# Coreaudio, asio, alsa, jack



## JEPA (May 9, 2019)

just for the record... Justin Frankel's opinion:

https://www.askjf.com

*Question:*_ Is there, in your opinion, a clearly better driver/sysyem between ASIO, ALSA and CoreAudio? Why do you think that Microsoft never developed a built-in low-latency universal driver if even Linux has one?_
Asked by Joan (37.159.65.x) on May 2 2019, 11:55pm
Reply on May 3 2019, 3:28am:


Hmm they all have their strengths and weaknesses. Some thoughts:
CoreAudio: slightly crufty but relatively decent API. Multiple clients (awesome!), floating point, aggregate devices, overall winner IMO.
ASIO: pretty easy API, but missing functionality (nobody seems to implement underrun indicators???), and most drivers don't support multiple clients/routing.
ALSA: moderately clean API, but hard to get right across various drivers, also programmer responsible for scheduling. No multiple-client support.
JACK: probably the best API of all worlds, but configuring it is still a pain


----------



## wst3 (May 10, 2019)

I think that's pretty darned accurate and complete. As a Windoze user I have long lamented the lack of something like CoreAudio - and I really do not understand why it does not exist. As the original question points out, even Linux has a unified audio system - although I have no desire to ever program for it, and I don't enjoy setting it up.

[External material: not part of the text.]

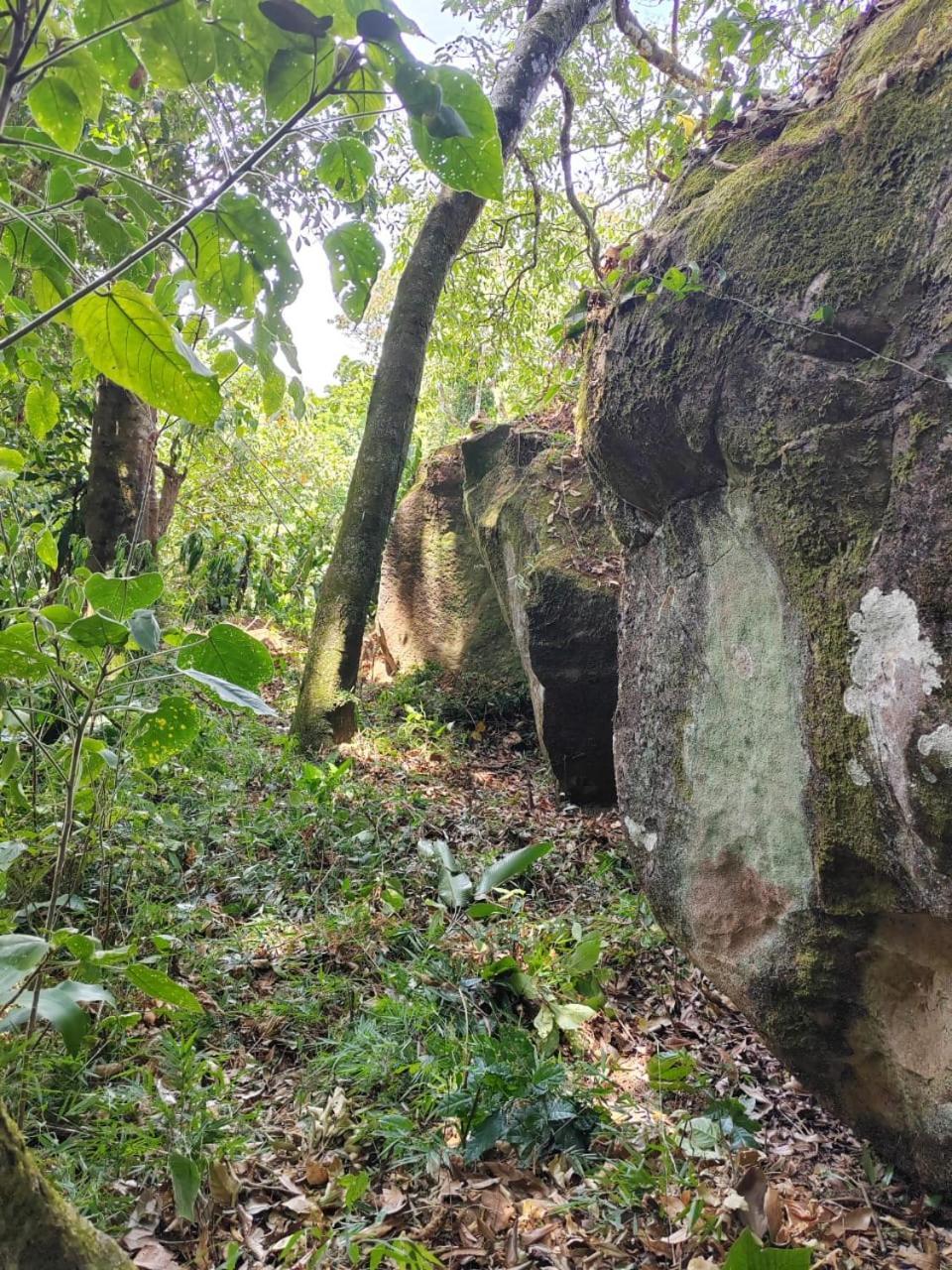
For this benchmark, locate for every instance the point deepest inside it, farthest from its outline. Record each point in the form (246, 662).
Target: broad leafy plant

There was a time, many years ago, when MS hired an audio guru specifically to address this. That was before ASIO surfaced. Why they never allowed him to do his thing is beyond me.

And Justin did leave one OS out - BeOS was designed from the ground up to be a multimedia operating system. Sadly it never got off the ground (I'm pretty sure I still have the floppies somewhere.)

For the really adventurous (read there are no solid apps) check out Haiku-os.org. Development seems to have ground to a halt, but while it was being actively developed it was quite good.


----------



## wst3 (May 10, 2019)

OOPS! I lied! Fake News!!!!

It appears that Haiku is still quite active. I based my comment above on zero activity on the list server, what I did not realize is that I was somehow unsubscribed. I've fixed that, and downloaded the current beta...


----------